Thirty-eight states currently require women to receive written notification of their breast density and its potential risk of breast cancer after mammography; however, studies have shown that many women find this information confusing.
“Even though women are usually notified in writing when they receive a report after a mammogram that says, ‘You have increased breast density’, it’s kind of just hidden at the bottom of the report. I’m not sure anyone explains to them, certainly in person or verbally, what that means,” said Dr. Ruth Oratz, a breast oncologist at NYU Langone’s Perlmutter Cancer Center who was not involved in the study.

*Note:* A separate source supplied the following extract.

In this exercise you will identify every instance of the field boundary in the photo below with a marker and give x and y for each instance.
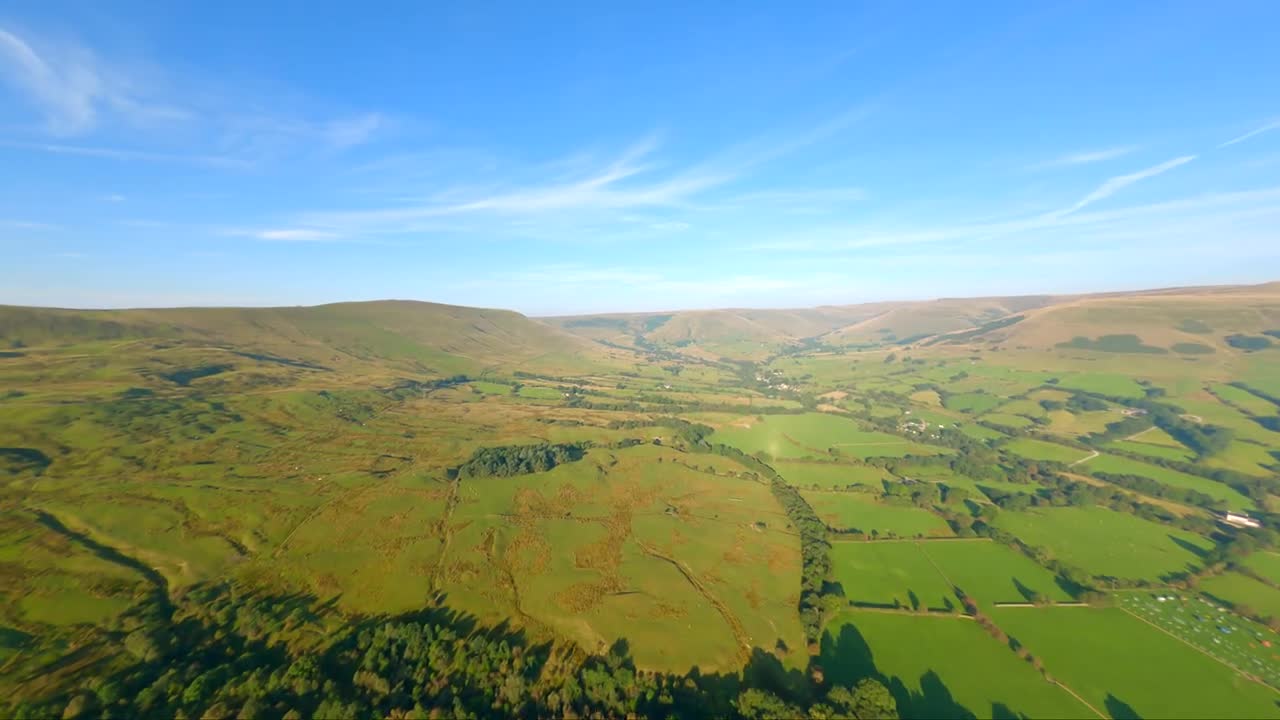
(1202, 651)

“I think what we’ve learned from this study is that we need to better educate not only the general public of women, but also the general public of health care providers who do primary care, who order these screenings .mammograms,” she added.
Current screening guidelines recommend women at average risk for breast cancer undergo breast cancer screening every one to two years between the ages of 50 and 74 with the option to start at age 40.
Since women with dense breast tissue are considered to have higher than average cancer risks, the study authors suggest that women with high breast density may benefit from additional screening such as MRI breast cancer or breast ultrasound, which can detect cancers missed during mammograms. Currently, coverage for additional screening after the initial mammogram varies by state and insurance policy.
The authors warn that “additional screening may not only lead to increased cancer detection rates, but may also lead to more false positive results and recall appointments.” They say clinicians should use risk assessment tools when discussing the trade-offs associated with additional screening.
“Usually it’s a discussion between the patient, the clinical team and the radiologist. And that will be affected by the history, by whether there’s anything else to worry about on the mammogram, by the patient’s family history. So those are the kinds of things that we frequently discuss with patients who find themselves in such situations,” Burstein said.
Breast cancer screening recommendations differ from one medical organization to another, and experts say women at higher risk due to breast density should talk to their doctor about how and how often to get screened. most appropriate.
“I think it’s really, really important for everyone to understand – and it’s the doctors, the nurses, the women themselves – that screening is not a one-size-fits-all recommendation. We can’t just make a general recommendation for the whole population, because individual women have different levels of risk for developing breast cancer,” Oratz said.
For nearly a third of women with dense breast tissue who said there was nothing they could do to prevent breast cancer, experts say there are some steps you can take to lower your risk.
“Maintaining an active, healthy lifestyle and reducing alcohol consumption takes into account several modifiable factors. Breastfeeding can lower the risk. On the other hand, the use of hormone replacement therapy increases the risk of breast cancer,” said Dr. Puneet Singh, a breast surgical oncologist at MD Anderson Cancer Center who was not involved in the study.
The researchers add that there are approved drugs, such as tamoxifen, which can be given to people at significantly increased risk and which can reduce the risk of breast cancer by about half.
Finally, breast cancer doctors say that in addition to proper screening, knowing your risk factors and advocating for yourself can be powerful tools in preventing and detecting breast cancer.
“At any age, if a woman feels uncomfortable about something going on in her chest, feels discomfort, notices a change in her chest, bring it to the attention of your doctor and make sure it’s valued and don’t let somebody just push you away,” Oratz said.